As it turns out doing an interview with a guy who knows so much about doing interviews himself was a great way to start. Scott gave me a couple of pro-tips reguarding sound and editing, and he had a set of microphones in his bag that we used to make the quality even better. I won’t give away any spoilers today, but once we get past the conference days I will write about the actual interview and work on the video.
In reguard to talks I went to a talk on Riak Core with Steve Vinoski which was really good and he managed to convince me that I need to take a look at Riak as an alternative to where I have been leaning towards mongoDB. The distribution model in Riak seems very well thought out, and it seems like a good product to work with.
Later I gave in to my interest for programming languages, with a talk by Damian Conway entitled Sex and Violence about Pearl 6 and then a talk about polyglot programming.

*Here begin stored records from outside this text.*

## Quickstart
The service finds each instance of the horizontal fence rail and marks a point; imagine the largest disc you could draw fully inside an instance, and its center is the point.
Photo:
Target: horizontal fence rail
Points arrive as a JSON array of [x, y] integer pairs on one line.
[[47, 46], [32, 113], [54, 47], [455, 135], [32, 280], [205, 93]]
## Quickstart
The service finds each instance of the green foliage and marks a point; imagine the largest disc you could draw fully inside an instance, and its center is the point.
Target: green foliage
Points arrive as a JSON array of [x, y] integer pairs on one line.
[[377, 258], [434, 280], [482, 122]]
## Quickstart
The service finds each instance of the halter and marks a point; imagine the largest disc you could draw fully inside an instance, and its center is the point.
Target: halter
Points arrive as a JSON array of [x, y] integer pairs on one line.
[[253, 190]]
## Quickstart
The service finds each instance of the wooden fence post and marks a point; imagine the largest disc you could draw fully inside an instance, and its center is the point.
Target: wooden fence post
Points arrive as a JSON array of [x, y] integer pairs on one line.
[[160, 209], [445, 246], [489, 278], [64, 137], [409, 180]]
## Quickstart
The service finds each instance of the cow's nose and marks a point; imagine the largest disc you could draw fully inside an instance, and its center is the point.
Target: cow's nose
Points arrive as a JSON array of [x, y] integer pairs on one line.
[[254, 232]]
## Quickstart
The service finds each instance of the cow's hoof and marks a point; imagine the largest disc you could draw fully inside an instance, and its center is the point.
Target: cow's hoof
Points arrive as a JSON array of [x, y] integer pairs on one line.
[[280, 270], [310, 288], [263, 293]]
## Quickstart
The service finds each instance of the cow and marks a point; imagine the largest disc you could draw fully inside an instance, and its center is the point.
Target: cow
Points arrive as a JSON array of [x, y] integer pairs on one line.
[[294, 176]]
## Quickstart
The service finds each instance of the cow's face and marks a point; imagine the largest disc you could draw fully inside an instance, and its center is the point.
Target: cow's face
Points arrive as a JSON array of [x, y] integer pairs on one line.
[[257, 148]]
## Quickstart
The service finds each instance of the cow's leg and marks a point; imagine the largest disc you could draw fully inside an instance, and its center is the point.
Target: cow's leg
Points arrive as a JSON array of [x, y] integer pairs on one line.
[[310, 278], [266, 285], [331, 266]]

Finishing off the talks I saw Hadi Hariri from jetbrains talk about developers as the primadonnas of the 21st century. I think this is the kind of talk that we as developers need to see once in a while. Hadi made some good points about all the stuff we do that makes us lose focus. Methodologies, development tools and principles drag us into dogmatic wars on practices causing us to drift away from delivering solutions to real programs and away from programming motherfucker!
After the official program a talk with Anders Hejlsberg was arranged with ANUG, our local usergroup. We got a good introduction to TypeScript, which was just announced yesterday. To me what they are doing just makes so much sence, as a way to alleviate some of the pains that we face today when building and especially maintaining applications in JavaScript.
Personally I do not have much faith in languages such as Dart, because I don’t beleive in the approach they have taken. In my oppinion it is very unlikely it will be accepted as a standard, and the abstractions are too different from JavaScript for the compilation process to produce JavaScript that is fast and easy to debug. TypeScript does not make this mistake, as it is designed to add a thin layer on top of JavaScript that in turn provides possibilities to build strong tooling while providing some of the structural constructs that we know and love from C#. Interesting stuff so I hope to hear more tomorrow when I do my next interview which is with Anders Heilsberg himself.